Amid massive demonstrations, Macron postpones Charles’s visit

PARIS — PARIS (AP) — Ongoing unrest across France and calls for a new round of demonstrations against President Emmanuel Macron’s retirement plan have persuaded officials to postpone a planned state visit by Britain’s King Charles III next week.

While it is a clear disappointment for the royal palace, the decision is also a bad sign for Macron. Increasingly loathed by protesters and contested in parliament, the 45-year-old leader is seen as oblivious to France’s sour mood while sticking to his views. And that is now also damaging his global image.

Charles was due to arrive in France on Sunday to celebrate the newfound friendship between France and Britain. But the protests and strikes against Macron’s decision to raise France’s retirement age from 62 to 64 promised to affect his visit, with some workers refusing to roll out the red carpet for the king’s arrival.

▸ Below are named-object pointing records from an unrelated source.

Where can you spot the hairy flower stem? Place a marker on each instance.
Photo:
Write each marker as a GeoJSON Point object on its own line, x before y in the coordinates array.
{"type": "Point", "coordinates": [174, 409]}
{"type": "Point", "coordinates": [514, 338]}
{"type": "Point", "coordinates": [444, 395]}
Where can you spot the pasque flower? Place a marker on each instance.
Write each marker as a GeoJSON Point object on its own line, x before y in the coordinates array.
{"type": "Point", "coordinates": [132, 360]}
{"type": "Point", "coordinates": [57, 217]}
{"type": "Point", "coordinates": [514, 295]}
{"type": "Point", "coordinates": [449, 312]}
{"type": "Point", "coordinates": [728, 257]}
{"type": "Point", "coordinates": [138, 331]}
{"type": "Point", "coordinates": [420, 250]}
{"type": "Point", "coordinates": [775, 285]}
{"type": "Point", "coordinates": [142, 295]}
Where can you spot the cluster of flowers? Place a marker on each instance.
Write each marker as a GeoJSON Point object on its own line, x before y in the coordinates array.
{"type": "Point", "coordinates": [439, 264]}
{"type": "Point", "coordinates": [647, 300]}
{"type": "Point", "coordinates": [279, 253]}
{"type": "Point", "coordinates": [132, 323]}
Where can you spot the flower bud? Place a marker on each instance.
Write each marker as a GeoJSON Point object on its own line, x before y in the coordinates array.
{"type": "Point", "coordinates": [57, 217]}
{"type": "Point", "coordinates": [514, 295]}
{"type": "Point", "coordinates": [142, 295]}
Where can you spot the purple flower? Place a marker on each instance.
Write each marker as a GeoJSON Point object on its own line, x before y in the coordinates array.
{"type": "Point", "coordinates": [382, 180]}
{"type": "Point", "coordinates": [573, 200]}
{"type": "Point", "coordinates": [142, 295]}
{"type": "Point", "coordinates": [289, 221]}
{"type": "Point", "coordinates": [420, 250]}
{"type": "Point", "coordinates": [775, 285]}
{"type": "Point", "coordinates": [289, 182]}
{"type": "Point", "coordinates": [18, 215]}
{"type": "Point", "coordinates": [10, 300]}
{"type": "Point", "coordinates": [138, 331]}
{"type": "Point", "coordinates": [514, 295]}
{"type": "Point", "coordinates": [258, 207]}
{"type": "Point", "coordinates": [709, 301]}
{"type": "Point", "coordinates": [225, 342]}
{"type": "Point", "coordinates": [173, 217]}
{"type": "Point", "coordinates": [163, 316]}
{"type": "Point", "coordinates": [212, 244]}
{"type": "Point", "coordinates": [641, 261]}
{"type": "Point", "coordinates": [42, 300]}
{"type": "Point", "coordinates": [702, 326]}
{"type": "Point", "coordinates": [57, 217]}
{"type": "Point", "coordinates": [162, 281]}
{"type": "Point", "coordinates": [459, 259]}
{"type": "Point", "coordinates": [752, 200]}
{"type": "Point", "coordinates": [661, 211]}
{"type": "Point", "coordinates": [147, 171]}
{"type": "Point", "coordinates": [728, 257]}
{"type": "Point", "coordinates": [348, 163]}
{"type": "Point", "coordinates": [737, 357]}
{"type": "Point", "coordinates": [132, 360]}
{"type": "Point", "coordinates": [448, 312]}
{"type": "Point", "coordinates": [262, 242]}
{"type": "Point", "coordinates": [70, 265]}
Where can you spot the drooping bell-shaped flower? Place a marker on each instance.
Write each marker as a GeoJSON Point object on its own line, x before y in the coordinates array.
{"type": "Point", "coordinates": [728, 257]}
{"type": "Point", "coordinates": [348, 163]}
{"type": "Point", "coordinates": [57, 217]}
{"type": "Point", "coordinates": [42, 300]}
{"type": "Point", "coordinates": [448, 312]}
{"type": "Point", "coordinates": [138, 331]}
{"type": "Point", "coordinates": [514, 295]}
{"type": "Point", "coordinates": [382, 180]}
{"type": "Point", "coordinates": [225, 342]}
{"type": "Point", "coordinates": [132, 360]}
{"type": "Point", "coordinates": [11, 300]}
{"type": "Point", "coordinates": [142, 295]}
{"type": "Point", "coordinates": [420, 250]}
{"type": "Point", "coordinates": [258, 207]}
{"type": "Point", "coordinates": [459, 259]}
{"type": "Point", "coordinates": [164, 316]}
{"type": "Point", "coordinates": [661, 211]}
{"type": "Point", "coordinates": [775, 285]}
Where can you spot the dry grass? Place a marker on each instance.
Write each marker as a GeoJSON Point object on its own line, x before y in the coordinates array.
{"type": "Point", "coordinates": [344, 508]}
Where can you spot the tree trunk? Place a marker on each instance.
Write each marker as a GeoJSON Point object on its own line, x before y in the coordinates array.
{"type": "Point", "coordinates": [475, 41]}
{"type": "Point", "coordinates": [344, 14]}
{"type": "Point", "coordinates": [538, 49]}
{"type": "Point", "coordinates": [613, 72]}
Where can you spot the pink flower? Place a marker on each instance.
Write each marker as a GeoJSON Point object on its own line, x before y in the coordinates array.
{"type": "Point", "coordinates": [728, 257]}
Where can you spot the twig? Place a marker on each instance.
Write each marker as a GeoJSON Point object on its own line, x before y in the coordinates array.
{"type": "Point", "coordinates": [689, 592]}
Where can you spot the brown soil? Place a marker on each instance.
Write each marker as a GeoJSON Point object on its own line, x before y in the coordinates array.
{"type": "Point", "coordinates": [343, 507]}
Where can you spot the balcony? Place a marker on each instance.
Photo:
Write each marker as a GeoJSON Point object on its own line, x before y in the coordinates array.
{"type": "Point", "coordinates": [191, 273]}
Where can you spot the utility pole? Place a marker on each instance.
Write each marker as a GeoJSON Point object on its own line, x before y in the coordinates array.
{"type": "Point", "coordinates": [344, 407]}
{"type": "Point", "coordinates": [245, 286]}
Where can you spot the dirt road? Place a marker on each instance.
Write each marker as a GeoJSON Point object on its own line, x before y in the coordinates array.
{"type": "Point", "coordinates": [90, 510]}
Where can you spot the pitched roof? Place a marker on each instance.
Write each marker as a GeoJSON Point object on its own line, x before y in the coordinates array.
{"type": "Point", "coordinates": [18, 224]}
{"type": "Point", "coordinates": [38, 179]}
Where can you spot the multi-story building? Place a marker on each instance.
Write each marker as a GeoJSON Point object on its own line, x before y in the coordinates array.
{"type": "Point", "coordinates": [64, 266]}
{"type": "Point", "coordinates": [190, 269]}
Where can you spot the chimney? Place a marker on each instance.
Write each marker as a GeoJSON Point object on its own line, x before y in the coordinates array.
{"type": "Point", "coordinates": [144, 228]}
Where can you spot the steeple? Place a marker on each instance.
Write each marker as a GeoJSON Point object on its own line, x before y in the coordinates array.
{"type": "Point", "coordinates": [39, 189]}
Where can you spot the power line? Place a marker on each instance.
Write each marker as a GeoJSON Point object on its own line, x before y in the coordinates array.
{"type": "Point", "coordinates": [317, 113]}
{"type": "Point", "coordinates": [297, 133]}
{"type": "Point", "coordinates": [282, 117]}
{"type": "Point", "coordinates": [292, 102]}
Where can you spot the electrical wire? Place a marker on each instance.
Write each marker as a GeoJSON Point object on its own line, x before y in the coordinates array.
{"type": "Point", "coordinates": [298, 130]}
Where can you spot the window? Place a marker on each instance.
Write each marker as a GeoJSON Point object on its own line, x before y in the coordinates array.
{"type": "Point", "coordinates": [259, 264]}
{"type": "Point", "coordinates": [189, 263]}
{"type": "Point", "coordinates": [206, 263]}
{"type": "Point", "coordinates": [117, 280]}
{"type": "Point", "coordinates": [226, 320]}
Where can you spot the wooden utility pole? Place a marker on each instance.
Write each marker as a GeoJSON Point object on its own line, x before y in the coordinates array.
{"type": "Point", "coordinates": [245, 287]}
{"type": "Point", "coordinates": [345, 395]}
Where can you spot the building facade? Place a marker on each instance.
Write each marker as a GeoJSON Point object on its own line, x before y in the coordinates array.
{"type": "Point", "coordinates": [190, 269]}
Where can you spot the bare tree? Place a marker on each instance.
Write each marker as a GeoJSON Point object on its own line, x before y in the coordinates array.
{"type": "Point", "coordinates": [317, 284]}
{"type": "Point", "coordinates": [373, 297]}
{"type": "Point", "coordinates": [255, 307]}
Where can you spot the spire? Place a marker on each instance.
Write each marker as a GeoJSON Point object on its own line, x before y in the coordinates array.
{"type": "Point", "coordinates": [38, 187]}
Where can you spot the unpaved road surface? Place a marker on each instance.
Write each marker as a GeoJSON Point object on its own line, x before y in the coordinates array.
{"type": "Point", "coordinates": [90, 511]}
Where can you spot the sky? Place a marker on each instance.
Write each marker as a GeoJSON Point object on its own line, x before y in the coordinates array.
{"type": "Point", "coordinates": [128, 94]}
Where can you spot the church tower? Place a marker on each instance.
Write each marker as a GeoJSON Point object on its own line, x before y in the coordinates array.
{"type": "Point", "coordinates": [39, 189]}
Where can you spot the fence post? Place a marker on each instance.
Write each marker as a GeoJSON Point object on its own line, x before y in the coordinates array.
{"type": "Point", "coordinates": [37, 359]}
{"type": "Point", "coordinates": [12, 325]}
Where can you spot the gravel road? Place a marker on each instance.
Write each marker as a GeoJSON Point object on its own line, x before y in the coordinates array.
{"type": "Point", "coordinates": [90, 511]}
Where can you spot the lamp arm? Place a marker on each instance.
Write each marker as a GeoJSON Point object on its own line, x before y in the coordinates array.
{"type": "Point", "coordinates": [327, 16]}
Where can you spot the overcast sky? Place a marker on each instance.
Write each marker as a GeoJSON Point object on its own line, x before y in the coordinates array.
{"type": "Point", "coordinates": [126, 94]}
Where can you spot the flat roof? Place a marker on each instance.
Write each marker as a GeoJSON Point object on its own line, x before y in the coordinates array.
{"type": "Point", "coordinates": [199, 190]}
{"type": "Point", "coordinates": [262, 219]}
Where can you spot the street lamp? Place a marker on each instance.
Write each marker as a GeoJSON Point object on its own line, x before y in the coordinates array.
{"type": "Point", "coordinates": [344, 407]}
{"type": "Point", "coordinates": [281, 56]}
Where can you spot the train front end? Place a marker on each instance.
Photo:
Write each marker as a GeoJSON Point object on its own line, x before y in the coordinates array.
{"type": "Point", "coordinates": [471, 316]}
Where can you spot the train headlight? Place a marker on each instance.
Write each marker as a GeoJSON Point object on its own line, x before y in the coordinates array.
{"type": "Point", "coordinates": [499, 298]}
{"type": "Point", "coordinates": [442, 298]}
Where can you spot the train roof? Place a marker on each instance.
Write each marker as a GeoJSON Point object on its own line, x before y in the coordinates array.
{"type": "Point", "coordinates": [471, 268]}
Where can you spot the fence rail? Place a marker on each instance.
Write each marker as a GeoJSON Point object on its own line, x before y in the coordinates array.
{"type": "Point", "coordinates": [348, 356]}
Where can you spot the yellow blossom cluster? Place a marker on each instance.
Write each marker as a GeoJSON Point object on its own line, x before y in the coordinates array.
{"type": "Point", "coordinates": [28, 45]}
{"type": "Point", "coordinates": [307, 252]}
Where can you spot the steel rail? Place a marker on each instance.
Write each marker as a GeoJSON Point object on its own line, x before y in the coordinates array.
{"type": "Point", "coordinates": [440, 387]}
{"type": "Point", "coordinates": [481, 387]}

Violence escalated during Thursday’s ninth union-organized nationwide marches. More than 450 protesters were arrested in Paris and beyond, and hundreds of police officers and protesters were injured, while rallies across the country drew more than a million people.

There were scattered protests on Friday. Train traffic was delayed, queues of trucks blocked access to the port of Marseille for hours and the streets of Paris were littered with rubble.

Macron has made the proposed pension changes the priority of his second term in office, arguing they are necessary to prevent the pension system from plunging into deficit as France, like many wealthier countries, faces lower birth rates and higher unemployment. life expectancy.

Anger over the plan has increasingly turned into broader opposition to Macron’s leadership. His insistence this week that the pension measure be introduced by the end of the year prompted critics to describe him as “smug” and “out of touch”.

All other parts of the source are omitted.